What are causes of hemolysis?

By William Aird

Broad overview of anemia, showing causes of hemolytic anemia. TMA, thrombotic microangiopathy; MAHA, macroangiopathic hemolytic anemia; SCD, sickle cell disease; HS, hereditary spherocytosis; HE, hereditary elliptocytosis; PNH, paroxysmal nocturnal hemoglobinuria; PKD, pyruvate kinase deficiency.
First branchpoint in diagnostic algorithm is immune vs. non-immune hemolysis. Virtually all cases of immune-mediated hemolysis (whether alloimmune or autoimmune) will be associated with a positive direct antiglobulin test (DAT) (Coombs test).
If the DAT is negative, the differential diagnosis includes extracorpuscular and intracorpuscular non-immune conditions. Extracorpuscular causes are those in which the red cells are innocent bystanders, reacting to changes in their extracellular environment. Intracorpuscular causes are those that are inherent in the red cell itself.
Intracorpuscular causes of hemolysis involve three broad categories: defects in hemoglobin, membrane or enzymes. The hemoglobin ‘bucket’ includes thalassemia and sickle cell disease; membrane causes include hereditary spherocytosis, hereditary elliptocytosis and hereditary stomatocytosis, and paroxysmal nocturnal hemoglobinuria (PNH; the only acquired condition in the intracorpuscular category); and defects in enzymes causing hemolysis include G6PD and pyruvate kinase deficiencies.
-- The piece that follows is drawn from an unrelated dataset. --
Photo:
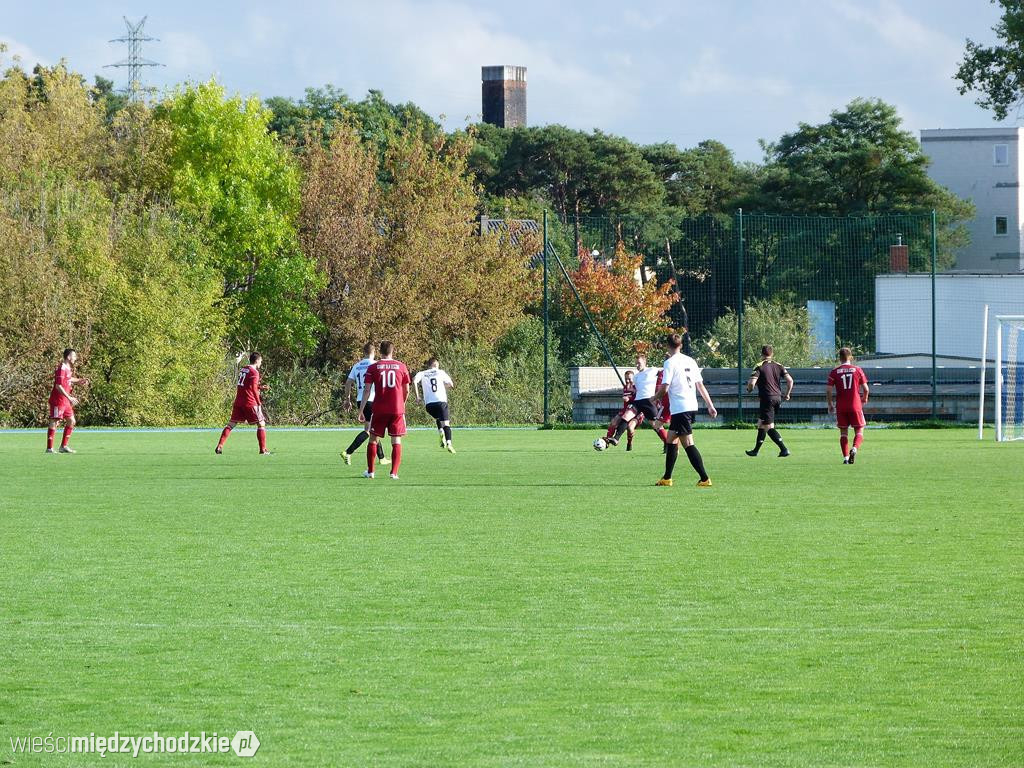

On the extracorpuscular side are conditions associated with thrombotic microangiopathy, including primary and secondary thrombotic thrombocytopenia purpura (TTP) and hemolytic uremic syndrome (HUS), and disseminated intravascular coagulation (DIC); and a series of non-TMA causes (“other”) including burns/thermal injury, microangiopathic hemolytic anemia from prosthetic valves or foot strike anemia, Clostridial sepsis, Wilson’s disease and spur cell anemia.